Table of Contents
- 1. Data Import
- 2. Subsetting
- 5. Appendix
A-Frame Examples. Aframe.io; GitHub; Slack; Twitter; Showcase Directory; Examples. Anime UI; Comic Book; Composite; Curved Mockups; Dynamic Lights; Hand Tracking. See how BuzzFeed harnessed the power of the Frame.io API. Read the case study. Learn more about our enterprise plan Spend less time on logistics and more on creating. Apple Design Award Winner No Strings Attached. Stay connected when you’re on the move with our powerful, pocket-sized platform. This attribute allows you to give a name to a frame. It is used to indicate which frame a document should be loaded into. This is especially important when you want to create links in one frame that load pages into an another frame, in which case the second frame needs a name to identify itself as the target of the link.
This is a loose port of adataframe tutorial RosettaStone to compare traditional dataframe tools built in R, Julia,Python, etc. withFrames. Performing dataanalysis in Haskell brings with it a few advantages:
- Interactive exploration is supported in GHCi
- GHC produces fast, memory-efficient code when you're ready to run aprogram that might take a bit of time
- You get to use Haskell to write your own functions when what youwant isn't already defined in the library
- The code you write is statically typed so that mismatches betweenyour code and your data data are found by the type checker
The example data fileused (specifically, the
u.user file from the MovieLens 100kdata set) does not include column headers, nor does it use commasto separate values, so it does not fall into the sweet spot of CSVparsing that
Frames is aimed at.

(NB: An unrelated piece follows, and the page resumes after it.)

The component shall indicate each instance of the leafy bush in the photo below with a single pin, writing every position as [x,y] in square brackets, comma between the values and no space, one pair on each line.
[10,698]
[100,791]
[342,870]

That said, this mismatch of testdata and library support is a great opportunity to verify that
Frames are flexible enough to meet a variety of needs.

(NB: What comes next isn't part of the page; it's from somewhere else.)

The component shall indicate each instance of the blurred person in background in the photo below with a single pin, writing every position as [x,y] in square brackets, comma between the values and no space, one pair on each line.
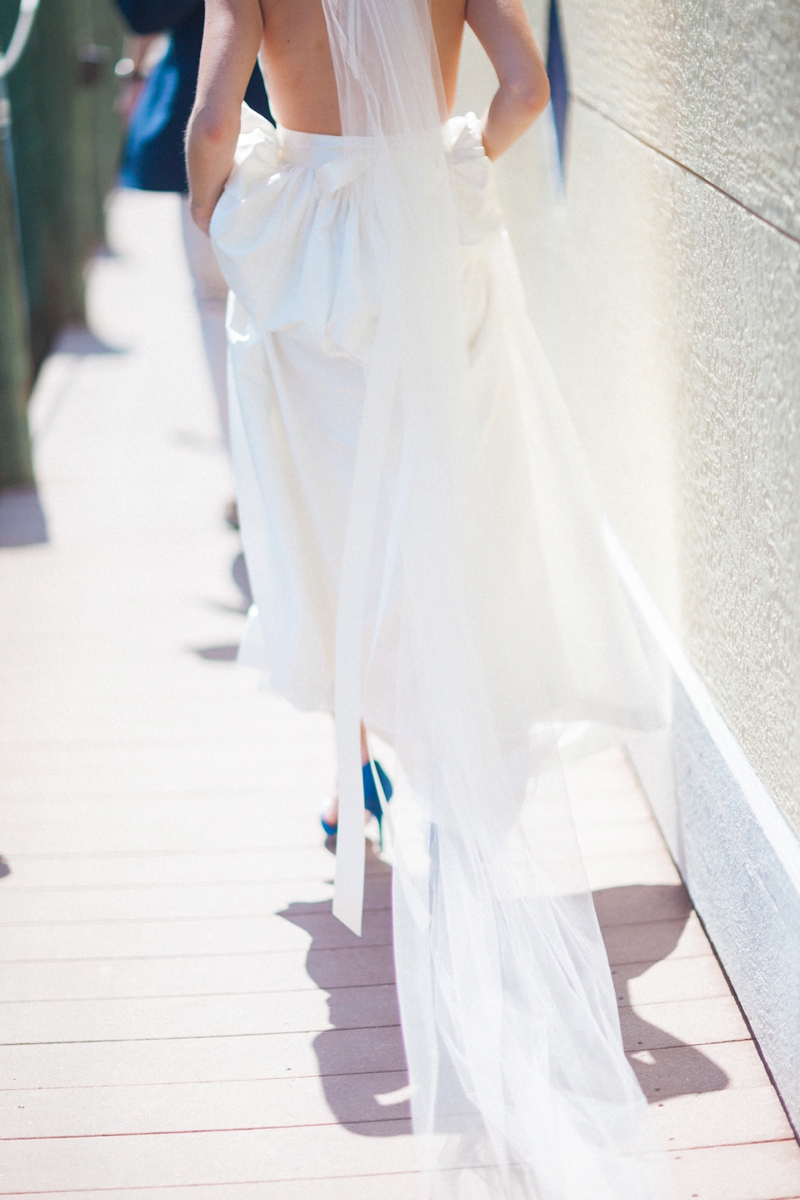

We begin with rather a lot of imports to support a variety of testoperations and parser customization. I encourage you to start with asmaller test program than this!
A few other imports will be used for highly customized parsing later.
1 Data Import
We usually package column names with the data to keep things a bitmore self-documenting. In the common case where a data file has aheader row providing column names, and columns are separated bycommas, generating the types needed to import a data set is as simpleas,
The data set this example considers is rather far from the sweetspot of CSV processing that
Frames is aimed it: it does not includecolumn headers, nor does it use commas to separate values! However,these mismatches do provide an opportunity to see that the
Frameslibrary is flexible enough to meet a variety of needs.
This template haskell splice explicitly specifies the name for theinferred record type, column names, a separator string, and thedata file from which to infer the record type (i.e. what typeshould be used to represent each column). The result of this spliceis included in an appendix below so you can flipbetween the generated code and how it is used.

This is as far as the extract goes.